Adds Pinyin to a utf-8 chinese string.
returns string + \n + pinyin + \n

special

a dictionary of strings like:

{
    '卡妮雅': 'Ka3ni1ya3',
    '伊雷米': 'Yi1lei3mi3',
    '乌蕾妮': 'Wu1lei3ni1',
}

It will search for the keys and output the value of the kvp.
This is a 1:1 mapping, if the string doesn't match the left hand side exactly, it will not match. This could be more than just a way to map names, any string can be wholly replaced using this method.

do_not_parse

do_not_parse is a dictionary that default looks like so:

do_not_parse_set = {
    #Chinese special chars
    '?', ',', '!', '。', ';', '“', '”', ':', '–', '—', '*',
    '…', '、', '~', '-', '(', ')', '─', '<', '>', '.', '《', '》',
    '%', '·', '’', '‘', '……', '【', '】',
    #Standard special chars
    '`', '~', '!', '@', '#', '^', '&', '*', '(', ')', '-', '_',
    '[', ']', '{', '}', '\\', '|', ';', ':', '\'', '"', ',', '<', '.',
    '>', '/', '?',
    #Maths
    '=', '+', '-', '/', '%',
    #Currency chars
    '$', '¥', '£', '€'}

Jieba returns a list of words that it has detected. For english words or punctuation, they are returned as well as an entry in the list.

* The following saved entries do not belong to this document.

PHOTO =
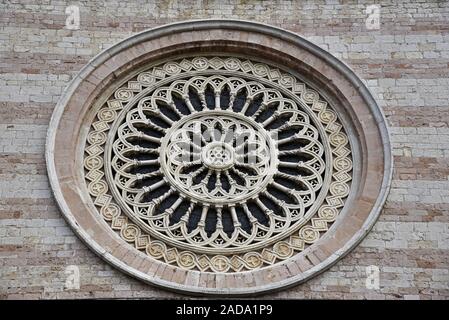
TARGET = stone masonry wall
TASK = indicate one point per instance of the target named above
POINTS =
(405, 63)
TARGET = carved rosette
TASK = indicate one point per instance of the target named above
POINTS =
(217, 164)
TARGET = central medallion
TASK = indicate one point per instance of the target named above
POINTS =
(218, 157)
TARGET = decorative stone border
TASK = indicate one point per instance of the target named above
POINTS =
(369, 139)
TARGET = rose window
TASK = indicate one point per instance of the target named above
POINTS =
(219, 156)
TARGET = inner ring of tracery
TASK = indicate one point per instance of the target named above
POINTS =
(271, 173)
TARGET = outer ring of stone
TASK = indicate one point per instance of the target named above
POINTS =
(336, 81)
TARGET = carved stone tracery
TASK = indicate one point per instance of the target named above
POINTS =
(218, 163)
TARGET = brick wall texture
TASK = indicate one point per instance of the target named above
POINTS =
(405, 63)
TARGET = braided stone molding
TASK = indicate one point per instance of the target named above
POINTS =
(219, 157)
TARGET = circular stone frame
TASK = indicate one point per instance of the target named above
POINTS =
(317, 68)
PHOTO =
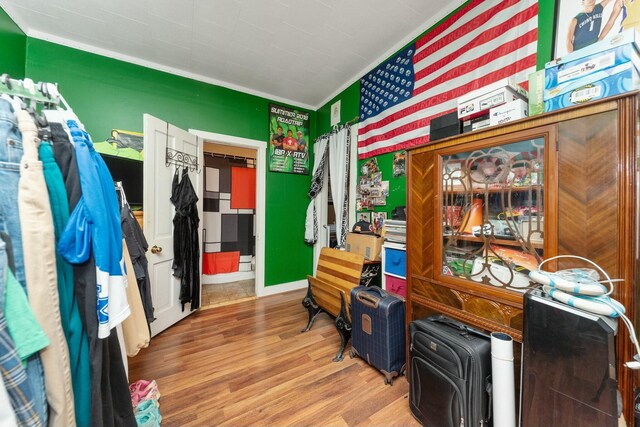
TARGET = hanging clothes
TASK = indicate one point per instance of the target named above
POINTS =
(108, 378)
(10, 156)
(138, 246)
(14, 376)
(339, 150)
(317, 181)
(186, 245)
(38, 242)
(135, 329)
(94, 226)
(75, 334)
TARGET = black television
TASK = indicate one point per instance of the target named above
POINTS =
(568, 366)
(128, 171)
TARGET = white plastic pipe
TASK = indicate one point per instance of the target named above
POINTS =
(504, 401)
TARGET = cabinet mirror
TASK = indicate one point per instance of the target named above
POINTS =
(493, 213)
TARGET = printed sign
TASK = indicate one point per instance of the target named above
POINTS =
(288, 140)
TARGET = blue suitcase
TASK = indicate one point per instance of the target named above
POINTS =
(378, 330)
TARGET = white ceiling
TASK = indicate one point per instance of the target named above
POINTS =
(299, 51)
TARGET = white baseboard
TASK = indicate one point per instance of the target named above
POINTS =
(283, 287)
(216, 279)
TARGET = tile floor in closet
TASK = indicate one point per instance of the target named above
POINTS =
(214, 295)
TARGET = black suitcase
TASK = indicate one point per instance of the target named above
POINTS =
(378, 330)
(449, 373)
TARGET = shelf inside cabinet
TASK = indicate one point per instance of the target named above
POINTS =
(503, 242)
(524, 188)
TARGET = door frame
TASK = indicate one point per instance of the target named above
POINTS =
(261, 185)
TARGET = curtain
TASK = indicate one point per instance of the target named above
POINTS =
(339, 149)
(311, 221)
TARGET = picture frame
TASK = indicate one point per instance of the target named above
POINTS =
(593, 18)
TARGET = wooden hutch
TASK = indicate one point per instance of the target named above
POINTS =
(485, 205)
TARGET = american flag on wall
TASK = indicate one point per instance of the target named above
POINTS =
(483, 42)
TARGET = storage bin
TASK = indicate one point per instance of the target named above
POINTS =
(395, 262)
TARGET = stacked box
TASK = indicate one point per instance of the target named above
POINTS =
(478, 102)
(604, 71)
(508, 112)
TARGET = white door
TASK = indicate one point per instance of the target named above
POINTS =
(158, 215)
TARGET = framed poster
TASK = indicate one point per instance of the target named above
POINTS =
(581, 23)
(288, 140)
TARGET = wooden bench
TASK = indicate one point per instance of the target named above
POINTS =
(330, 291)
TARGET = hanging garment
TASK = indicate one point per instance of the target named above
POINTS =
(13, 375)
(84, 280)
(317, 181)
(339, 149)
(7, 415)
(185, 240)
(138, 246)
(94, 225)
(75, 334)
(24, 329)
(10, 155)
(36, 224)
(108, 377)
(135, 329)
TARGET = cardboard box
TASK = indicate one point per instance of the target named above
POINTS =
(476, 123)
(367, 245)
(610, 82)
(445, 126)
(476, 102)
(508, 112)
(567, 76)
(610, 42)
(536, 93)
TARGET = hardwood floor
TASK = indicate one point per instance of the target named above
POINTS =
(247, 364)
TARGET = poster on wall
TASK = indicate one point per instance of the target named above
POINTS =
(288, 140)
(581, 23)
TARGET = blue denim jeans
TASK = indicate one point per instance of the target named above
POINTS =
(10, 155)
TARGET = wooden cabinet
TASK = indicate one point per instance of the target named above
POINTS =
(483, 207)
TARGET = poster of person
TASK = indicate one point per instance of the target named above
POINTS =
(581, 23)
(399, 161)
(288, 140)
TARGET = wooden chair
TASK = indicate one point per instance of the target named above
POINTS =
(330, 291)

We cut up the sentence using Jieba to generate a list of characters, we then step through this list and add the pinyin to the sentence.

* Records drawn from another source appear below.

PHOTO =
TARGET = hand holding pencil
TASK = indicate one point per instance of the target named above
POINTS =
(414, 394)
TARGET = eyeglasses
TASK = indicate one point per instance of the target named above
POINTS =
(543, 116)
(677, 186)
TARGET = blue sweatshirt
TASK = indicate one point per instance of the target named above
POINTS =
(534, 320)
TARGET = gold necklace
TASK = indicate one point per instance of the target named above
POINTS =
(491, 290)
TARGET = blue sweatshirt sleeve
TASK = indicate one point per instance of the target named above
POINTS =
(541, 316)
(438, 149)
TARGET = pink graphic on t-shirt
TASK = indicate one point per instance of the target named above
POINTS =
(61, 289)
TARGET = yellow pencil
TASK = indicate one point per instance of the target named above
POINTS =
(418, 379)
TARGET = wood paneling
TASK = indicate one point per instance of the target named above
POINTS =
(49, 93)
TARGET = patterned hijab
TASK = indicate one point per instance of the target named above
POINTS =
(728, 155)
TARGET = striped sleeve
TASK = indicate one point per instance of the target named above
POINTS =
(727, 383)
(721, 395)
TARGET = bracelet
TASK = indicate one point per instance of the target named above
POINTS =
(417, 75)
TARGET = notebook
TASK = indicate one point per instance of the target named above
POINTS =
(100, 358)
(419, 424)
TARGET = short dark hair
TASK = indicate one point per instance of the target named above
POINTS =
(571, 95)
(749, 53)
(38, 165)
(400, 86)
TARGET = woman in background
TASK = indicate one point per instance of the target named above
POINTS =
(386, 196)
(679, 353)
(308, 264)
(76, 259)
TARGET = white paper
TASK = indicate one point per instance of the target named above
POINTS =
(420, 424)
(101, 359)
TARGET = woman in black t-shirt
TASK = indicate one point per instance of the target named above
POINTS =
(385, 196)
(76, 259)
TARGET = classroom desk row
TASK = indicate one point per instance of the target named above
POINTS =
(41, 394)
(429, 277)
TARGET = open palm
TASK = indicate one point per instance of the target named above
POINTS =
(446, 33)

we need to add spaces between the elements of the list when they are added to the sentence, but if it is in do_not_parse it will be added without a space, as punctuation should be.

i.e. ['ni3hao3', '.'], if we don't use this do_not_parse set, becomes: 'ni3hao3 .', with the set: 'ni3hao3.'

so in order to extend this, you can create your own do_not_parse_set (called whatever you like) and union it with the original do_not_parse_set.

my_do_not_parse_set = my_do_not_parse_set.union(pyer.do_not_parse_set)

zh_dict

zh_dict = pyer.get_dictionary(True)

True for numerals - shuo1
False for diacritics - shuō

Personally I prefer numerals as it makes it harder to read, but depending on your application this may not be what you want.

zh_dict details

zh_dict is a dictionary of dictionaries, where the first key is the character, and the second key is 'pinyin' e.g. zh_dict[zh_char]['pinyin']

Any dictionary that has this set of kvp's will work, allowing you flexibility in what you use, so you can have a dict with English too zh_dict[zh_char]['english'] for further processing.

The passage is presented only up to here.